Mr O’Sullivan has previously insisted that smart motorways are “as safe or safer than conventional motorways”.
Mr Shapps said: “The House, I know, is very concerned about smart motorways.
“I’ve heard those concerns raised today and previously and I have asked my department to carry out at pace an evidence stocktake to gather the facts quickly and make recommendations.
“I think some of the statistics have been difficult to understand, and we know people are dying on smart motorways.
“Of course, we know 70 or 80 people die a year on full motorways.
“Understanding whether they are less safe, the same or safer – it turns out not to be as straightforward as members might imagine – I want all of those facts and recommendations that can be put into place to ensure that all of our motorways are as safe as they possibly can be.
“I will get this done in a matter of weeks.”
Concentrate on avoidable deaths
Edmund King, president of the AA has been campaigning for a review and said he was “delighted” by Mr Shapps’ comments. He added that the review “must concentrate on avoidable deaths by introducing more emergency refuge areas”.
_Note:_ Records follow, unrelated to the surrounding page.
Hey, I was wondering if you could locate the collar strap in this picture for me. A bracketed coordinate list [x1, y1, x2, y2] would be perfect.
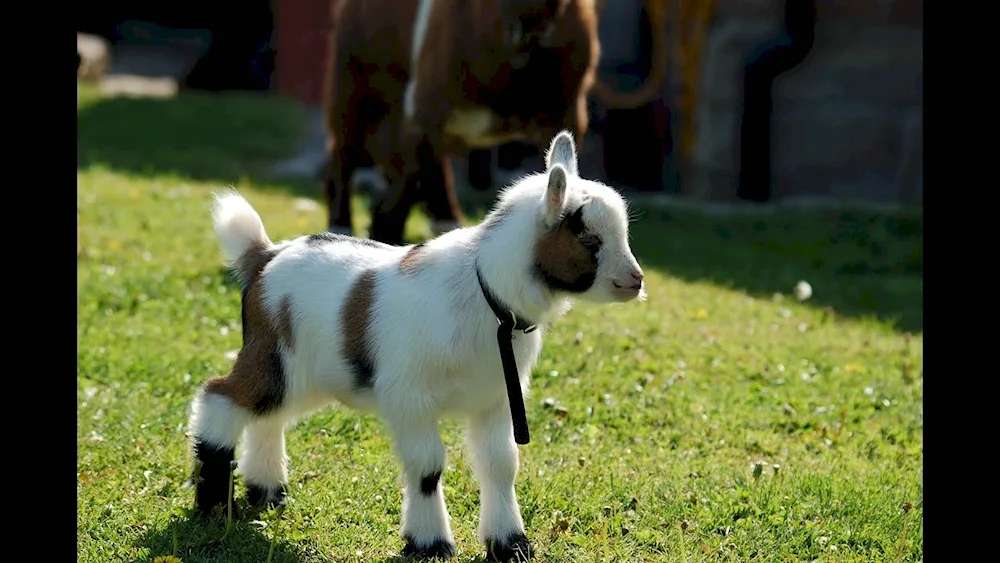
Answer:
[476, 266, 538, 334]
[476, 265, 538, 445]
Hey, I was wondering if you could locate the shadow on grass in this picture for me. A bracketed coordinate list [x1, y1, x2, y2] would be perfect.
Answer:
[136, 508, 310, 563]
[135, 506, 500, 563]
[631, 208, 923, 333]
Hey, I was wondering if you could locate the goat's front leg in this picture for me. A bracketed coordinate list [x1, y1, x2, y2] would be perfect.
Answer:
[385, 409, 455, 559]
[468, 401, 532, 561]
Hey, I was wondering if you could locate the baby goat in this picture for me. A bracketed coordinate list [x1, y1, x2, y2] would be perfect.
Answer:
[190, 131, 645, 560]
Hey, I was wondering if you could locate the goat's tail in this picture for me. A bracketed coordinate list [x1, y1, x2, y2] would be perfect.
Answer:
[212, 189, 274, 268]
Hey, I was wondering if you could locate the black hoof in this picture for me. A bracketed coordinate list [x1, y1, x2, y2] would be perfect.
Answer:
[486, 532, 535, 562]
[401, 536, 455, 559]
[247, 483, 285, 508]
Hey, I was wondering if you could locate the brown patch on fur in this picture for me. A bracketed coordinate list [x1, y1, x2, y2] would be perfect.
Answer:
[399, 243, 424, 275]
[340, 270, 376, 388]
[232, 242, 278, 288]
[535, 221, 597, 292]
[199, 247, 292, 414]
[323, 0, 600, 245]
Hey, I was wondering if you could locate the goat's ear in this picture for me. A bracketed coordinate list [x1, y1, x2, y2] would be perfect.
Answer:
[542, 164, 569, 227]
[545, 129, 578, 176]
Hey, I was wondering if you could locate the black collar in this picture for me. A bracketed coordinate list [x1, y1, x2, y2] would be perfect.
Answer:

RAC head of roads policy Nicholas Lyes also welcomed the review. He said: “We know from our own research that drivers feel the permanent removal of the hard shoulder compromises safety. They also tell us that emergency SOS areas are located too far apart at intervals of up to 1.6 miles.
“While it’s important that we increase capacity on our motorway network, this should only be done using the safest design features and the latest technology which has sadly only been the case on a fraction of smart motorways. Drivers must have confidence that they will be protected from traffic in the event they suffer a breakdown in live lane, particularly where the hard shoulder has been permanently removed.”
Mr Lyes added that the full roll-out of stopped vehicle detection technology and introduction of more refuge areas should also be considered as a matter of urgency.